Over the last six quarters, the dominant narrative emerging from the North-east Quarterly Economic Survey has been one of increasing crisis: collapsing confidence, policy-induced stagnation, and a region falling further behind the UK average. That narrative remains strong in the pages of this quarter’s report. One would be forgiven for being somewhat downtrodden when faced with the rather banal consistency of the quarter-on-quarter statistical creep downward in the North-east figures. Particularly when, as Russell Borthwick rightly points out in the closing remarks of his executive summary, “the frustration is that it simply doesn’t need to be this way”.

However, I believe the data also speaks to something even more consequential. Whilst it is abundantly clear that the North-east economy continues to be directly impacted by external forces, it appears that it is undergoing a painful structural reckoning that will determine whether it truly adapts for the medium to long term, or entrenches long-term fragility.

The North-east headlines are bleak. Sales growth lags badly behind the UK, forward orders are weak, and nearly 40% of firms expect turnover to fall in 2026, with half forecasting declining profits. Yet the striking feature is not just the depth of pessimism, but its concentration. Unlike the national picture, where weakness is diffuse and tentative, North-east sentiment is decisive and directional.

Businesses are not confused about the outlook; they are acting as if a lower-growth environment is now the base case.

This matters because it explains several other trends that we see in the report. Workforce contraction, reduced training spend, and subdued capital investment are often framed as evidence of economic malaise. However, they are also rational responses to an ongoing environment in which firms expect volatility, policy risk, and constrained margins to persist. In effect, many businesses are choosing balance-sheet resilience over expansion. Whilst that is not optimism, neither is it outright crisis - it is direction that is becoming embedded.

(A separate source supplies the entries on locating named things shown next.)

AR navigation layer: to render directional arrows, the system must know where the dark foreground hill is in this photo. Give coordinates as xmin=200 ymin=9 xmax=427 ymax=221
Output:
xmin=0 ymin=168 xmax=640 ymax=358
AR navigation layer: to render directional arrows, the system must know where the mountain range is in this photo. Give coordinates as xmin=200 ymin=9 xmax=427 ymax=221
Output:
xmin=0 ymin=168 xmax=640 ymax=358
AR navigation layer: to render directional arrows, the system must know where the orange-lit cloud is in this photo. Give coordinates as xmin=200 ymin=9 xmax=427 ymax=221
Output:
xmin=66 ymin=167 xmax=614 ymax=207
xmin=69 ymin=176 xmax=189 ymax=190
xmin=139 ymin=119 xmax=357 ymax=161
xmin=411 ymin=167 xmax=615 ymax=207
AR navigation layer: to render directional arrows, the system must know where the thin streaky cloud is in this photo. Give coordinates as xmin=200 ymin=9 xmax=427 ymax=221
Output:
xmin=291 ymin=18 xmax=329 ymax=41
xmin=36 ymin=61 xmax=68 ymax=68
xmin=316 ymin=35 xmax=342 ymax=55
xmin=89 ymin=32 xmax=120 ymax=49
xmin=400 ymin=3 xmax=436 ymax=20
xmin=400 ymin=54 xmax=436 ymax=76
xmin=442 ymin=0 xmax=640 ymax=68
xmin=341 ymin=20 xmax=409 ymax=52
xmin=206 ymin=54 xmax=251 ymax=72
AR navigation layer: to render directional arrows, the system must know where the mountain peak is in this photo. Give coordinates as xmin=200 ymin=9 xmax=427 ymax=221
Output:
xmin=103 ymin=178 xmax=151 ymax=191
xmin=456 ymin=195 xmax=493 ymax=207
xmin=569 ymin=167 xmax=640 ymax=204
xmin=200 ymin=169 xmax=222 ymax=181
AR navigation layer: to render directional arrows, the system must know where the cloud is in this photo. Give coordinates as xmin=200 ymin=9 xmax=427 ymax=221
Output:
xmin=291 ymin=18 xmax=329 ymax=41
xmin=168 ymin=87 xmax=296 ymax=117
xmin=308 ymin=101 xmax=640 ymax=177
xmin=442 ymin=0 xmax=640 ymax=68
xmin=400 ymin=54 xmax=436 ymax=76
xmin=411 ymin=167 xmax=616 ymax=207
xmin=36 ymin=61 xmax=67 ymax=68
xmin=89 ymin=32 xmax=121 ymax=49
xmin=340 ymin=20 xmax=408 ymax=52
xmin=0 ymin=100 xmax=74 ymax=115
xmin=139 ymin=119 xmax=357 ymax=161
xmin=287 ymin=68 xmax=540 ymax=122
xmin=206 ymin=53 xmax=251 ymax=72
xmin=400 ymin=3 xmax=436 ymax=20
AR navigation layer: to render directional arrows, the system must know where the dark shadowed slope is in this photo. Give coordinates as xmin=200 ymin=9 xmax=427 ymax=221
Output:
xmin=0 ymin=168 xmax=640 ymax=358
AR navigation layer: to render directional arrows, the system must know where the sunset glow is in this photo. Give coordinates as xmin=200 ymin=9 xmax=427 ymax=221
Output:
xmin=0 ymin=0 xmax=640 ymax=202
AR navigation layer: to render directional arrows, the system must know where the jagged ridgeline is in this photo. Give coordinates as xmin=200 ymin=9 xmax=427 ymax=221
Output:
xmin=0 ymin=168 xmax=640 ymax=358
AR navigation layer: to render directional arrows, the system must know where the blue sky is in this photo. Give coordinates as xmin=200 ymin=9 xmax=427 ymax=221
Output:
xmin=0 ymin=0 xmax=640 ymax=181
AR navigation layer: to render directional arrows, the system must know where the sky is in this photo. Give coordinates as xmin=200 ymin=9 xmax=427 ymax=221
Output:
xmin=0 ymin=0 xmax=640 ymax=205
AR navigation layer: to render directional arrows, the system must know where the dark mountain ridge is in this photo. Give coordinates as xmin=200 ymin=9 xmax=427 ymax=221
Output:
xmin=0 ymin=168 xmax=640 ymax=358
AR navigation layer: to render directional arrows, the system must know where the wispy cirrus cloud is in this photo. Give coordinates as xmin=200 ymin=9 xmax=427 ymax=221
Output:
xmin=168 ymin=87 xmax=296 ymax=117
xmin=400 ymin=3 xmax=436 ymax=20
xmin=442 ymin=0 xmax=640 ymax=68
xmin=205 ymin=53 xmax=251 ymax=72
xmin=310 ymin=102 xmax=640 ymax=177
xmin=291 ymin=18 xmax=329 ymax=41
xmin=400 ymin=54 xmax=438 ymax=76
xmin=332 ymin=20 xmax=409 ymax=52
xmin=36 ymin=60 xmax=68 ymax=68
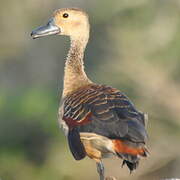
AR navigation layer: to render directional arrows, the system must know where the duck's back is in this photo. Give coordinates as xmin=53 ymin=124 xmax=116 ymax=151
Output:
xmin=58 ymin=84 xmax=147 ymax=171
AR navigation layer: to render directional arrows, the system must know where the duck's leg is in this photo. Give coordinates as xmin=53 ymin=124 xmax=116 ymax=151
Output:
xmin=96 ymin=161 xmax=105 ymax=180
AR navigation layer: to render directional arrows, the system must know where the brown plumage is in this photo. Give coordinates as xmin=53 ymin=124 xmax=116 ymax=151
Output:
xmin=31 ymin=8 xmax=148 ymax=180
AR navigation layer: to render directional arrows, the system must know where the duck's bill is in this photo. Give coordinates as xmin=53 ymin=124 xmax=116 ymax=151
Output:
xmin=31 ymin=18 xmax=61 ymax=39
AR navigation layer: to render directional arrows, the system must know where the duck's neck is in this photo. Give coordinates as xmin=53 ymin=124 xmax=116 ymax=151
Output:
xmin=63 ymin=39 xmax=91 ymax=97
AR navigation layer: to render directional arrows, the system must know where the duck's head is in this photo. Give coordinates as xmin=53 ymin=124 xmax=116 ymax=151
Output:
xmin=31 ymin=8 xmax=89 ymax=39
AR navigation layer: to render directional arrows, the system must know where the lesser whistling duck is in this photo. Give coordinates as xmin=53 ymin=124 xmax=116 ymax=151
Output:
xmin=31 ymin=8 xmax=147 ymax=180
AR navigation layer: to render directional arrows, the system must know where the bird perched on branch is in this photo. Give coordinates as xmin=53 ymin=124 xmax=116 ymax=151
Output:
xmin=31 ymin=8 xmax=148 ymax=180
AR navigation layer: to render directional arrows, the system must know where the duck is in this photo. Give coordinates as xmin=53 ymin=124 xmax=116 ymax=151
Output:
xmin=31 ymin=8 xmax=149 ymax=180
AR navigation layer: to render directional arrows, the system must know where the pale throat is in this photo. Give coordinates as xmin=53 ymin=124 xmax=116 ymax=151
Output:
xmin=63 ymin=34 xmax=92 ymax=97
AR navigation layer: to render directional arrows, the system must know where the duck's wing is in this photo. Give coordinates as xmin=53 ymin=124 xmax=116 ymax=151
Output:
xmin=62 ymin=85 xmax=147 ymax=159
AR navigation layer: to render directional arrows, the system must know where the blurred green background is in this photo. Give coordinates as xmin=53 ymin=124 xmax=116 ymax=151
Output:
xmin=0 ymin=0 xmax=180 ymax=180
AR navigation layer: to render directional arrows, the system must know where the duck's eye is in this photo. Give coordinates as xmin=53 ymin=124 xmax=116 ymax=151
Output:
xmin=63 ymin=13 xmax=69 ymax=18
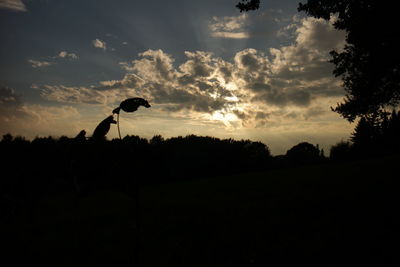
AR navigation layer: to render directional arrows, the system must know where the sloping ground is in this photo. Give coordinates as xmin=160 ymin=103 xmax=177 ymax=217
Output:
xmin=3 ymin=157 xmax=400 ymax=266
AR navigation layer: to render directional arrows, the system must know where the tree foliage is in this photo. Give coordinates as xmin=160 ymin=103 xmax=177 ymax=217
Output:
xmin=237 ymin=0 xmax=400 ymax=122
xmin=298 ymin=0 xmax=400 ymax=121
xmin=286 ymin=142 xmax=324 ymax=164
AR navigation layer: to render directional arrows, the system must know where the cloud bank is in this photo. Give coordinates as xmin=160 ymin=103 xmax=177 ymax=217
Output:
xmin=42 ymin=15 xmax=344 ymax=127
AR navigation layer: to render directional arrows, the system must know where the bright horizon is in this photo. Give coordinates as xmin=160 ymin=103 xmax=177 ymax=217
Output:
xmin=0 ymin=0 xmax=354 ymax=155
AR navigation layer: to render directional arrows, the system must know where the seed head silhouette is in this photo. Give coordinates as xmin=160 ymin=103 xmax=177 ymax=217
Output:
xmin=113 ymin=97 xmax=151 ymax=114
xmin=92 ymin=115 xmax=117 ymax=140
xmin=113 ymin=97 xmax=151 ymax=139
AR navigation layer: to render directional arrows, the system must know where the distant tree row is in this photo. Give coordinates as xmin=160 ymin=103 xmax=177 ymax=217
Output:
xmin=331 ymin=110 xmax=400 ymax=160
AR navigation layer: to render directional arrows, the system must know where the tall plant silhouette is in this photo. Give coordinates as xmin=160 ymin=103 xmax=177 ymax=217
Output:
xmin=113 ymin=97 xmax=151 ymax=139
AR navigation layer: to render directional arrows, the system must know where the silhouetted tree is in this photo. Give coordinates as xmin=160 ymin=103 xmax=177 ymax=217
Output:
xmin=329 ymin=141 xmax=352 ymax=161
xmin=298 ymin=0 xmax=400 ymax=121
xmin=286 ymin=142 xmax=322 ymax=164
xmin=241 ymin=0 xmax=400 ymax=122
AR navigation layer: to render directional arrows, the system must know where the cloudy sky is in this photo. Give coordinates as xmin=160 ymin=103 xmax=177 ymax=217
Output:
xmin=0 ymin=0 xmax=353 ymax=154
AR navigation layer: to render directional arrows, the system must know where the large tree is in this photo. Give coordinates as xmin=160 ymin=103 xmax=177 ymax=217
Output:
xmin=238 ymin=0 xmax=400 ymax=121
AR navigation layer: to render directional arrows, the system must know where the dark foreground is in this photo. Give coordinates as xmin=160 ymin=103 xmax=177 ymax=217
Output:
xmin=1 ymin=156 xmax=400 ymax=266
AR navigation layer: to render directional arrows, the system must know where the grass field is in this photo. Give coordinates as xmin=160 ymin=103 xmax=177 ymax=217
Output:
xmin=2 ymin=157 xmax=400 ymax=266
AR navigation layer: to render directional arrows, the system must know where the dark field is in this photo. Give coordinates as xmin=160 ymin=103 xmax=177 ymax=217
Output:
xmin=1 ymin=156 xmax=400 ymax=266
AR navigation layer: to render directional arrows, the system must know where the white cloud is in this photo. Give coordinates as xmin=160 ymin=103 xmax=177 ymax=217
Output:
xmin=28 ymin=51 xmax=79 ymax=68
xmin=0 ymin=0 xmax=27 ymax=12
xmin=56 ymin=51 xmax=78 ymax=59
xmin=92 ymin=39 xmax=107 ymax=50
xmin=42 ymin=15 xmax=344 ymax=134
xmin=209 ymin=14 xmax=250 ymax=39
xmin=0 ymin=87 xmax=80 ymax=138
xmin=28 ymin=59 xmax=54 ymax=68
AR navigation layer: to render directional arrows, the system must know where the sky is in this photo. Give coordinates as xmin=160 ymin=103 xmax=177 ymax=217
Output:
xmin=0 ymin=0 xmax=354 ymax=155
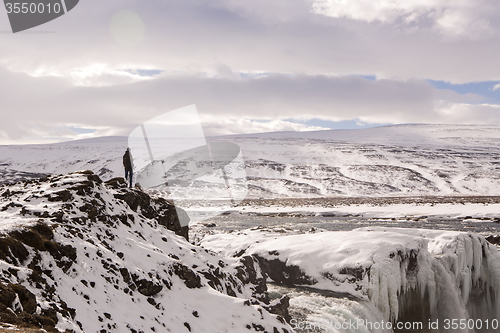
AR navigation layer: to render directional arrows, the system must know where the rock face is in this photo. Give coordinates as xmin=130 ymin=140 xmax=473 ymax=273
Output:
xmin=0 ymin=171 xmax=291 ymax=333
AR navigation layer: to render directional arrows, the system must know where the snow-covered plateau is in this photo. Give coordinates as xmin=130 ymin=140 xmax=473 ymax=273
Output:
xmin=0 ymin=125 xmax=500 ymax=333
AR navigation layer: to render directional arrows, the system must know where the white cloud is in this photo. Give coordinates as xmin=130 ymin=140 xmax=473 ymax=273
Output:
xmin=202 ymin=117 xmax=329 ymax=136
xmin=0 ymin=70 xmax=500 ymax=143
xmin=313 ymin=0 xmax=498 ymax=38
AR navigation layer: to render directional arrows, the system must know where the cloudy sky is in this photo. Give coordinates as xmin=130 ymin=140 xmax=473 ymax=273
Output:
xmin=0 ymin=0 xmax=500 ymax=144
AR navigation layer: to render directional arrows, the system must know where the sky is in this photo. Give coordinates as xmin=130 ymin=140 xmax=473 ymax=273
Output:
xmin=0 ymin=0 xmax=500 ymax=144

The same is true of pricing behaviour. While almost half of North-east firms expect to raise prices, this proportion is now lower than the UK average. That is not a sign of easing cost pressure — labour and utilities remain acute — but rather of competitive constraint. Firms appear acutely aware that pricing power is limited in their markets, particularly for those exposed to national or international competition. In that sense, the region appears to be adjusting faster to post-inflation realities than some of its UK peers.

Perhaps the most striking signal in the report is the contrast between domestic weakness and relative export strength. North-east firms continue to outperform nationally on overseas sales and forward export expectations. This export orientation reflects a region that has long operated in globally competitive sectors and is therefore structurally better equipped to seek demand elsewhere beyond a stagnating domestic economy. Whilst there is a clear risk here of an increasing offshoring of the supply-chain, the real systemic risk is perhaps that the domestic ecosystem becomes too thin to support them.

The widespread adoption of digital tools, AI, and automation reinforces this point. Over half of regional firms are using innovation extensively or moderately, primarily to drive productivity and efficiency. Together these are not the behaviours of an economy in retreat, but of firms attempting to decouple performance from local demand constraints. Innovation, in this context, is not about growth narratives; it is about survival and optionality.

That framing also sheds light on the stark statistic that almost a third of businesses cite “survival” as their top priority. This is often read as terminal pessimism. But survival is also a strategy. It implies prioritisation, cost discipline, and selectivity - traits that, if combined with the region’s export capability and technical skill base, could form the foundations of a leaner but more durable economy.

Government policy, taxation, regulatory uncertainty, and the uneven impact of national decisions continue to impact more heavily on the North-east than elsewhere. But the more uncomfortable issue raised by the data is that it suggests many firms no longer expect policy reversal to restore confidence any time soon – and are reorganising accordingly.

The real risk, then, is not just one of short-term decline which we have witnessed over these past six quarters, but a slow normalisation of lower expectation. Whether the North-east emerges weaker or more resilient will depend on whether today’s defensive adaptations become a ceiling for future growth – or create tomorrow’s platform for renewal.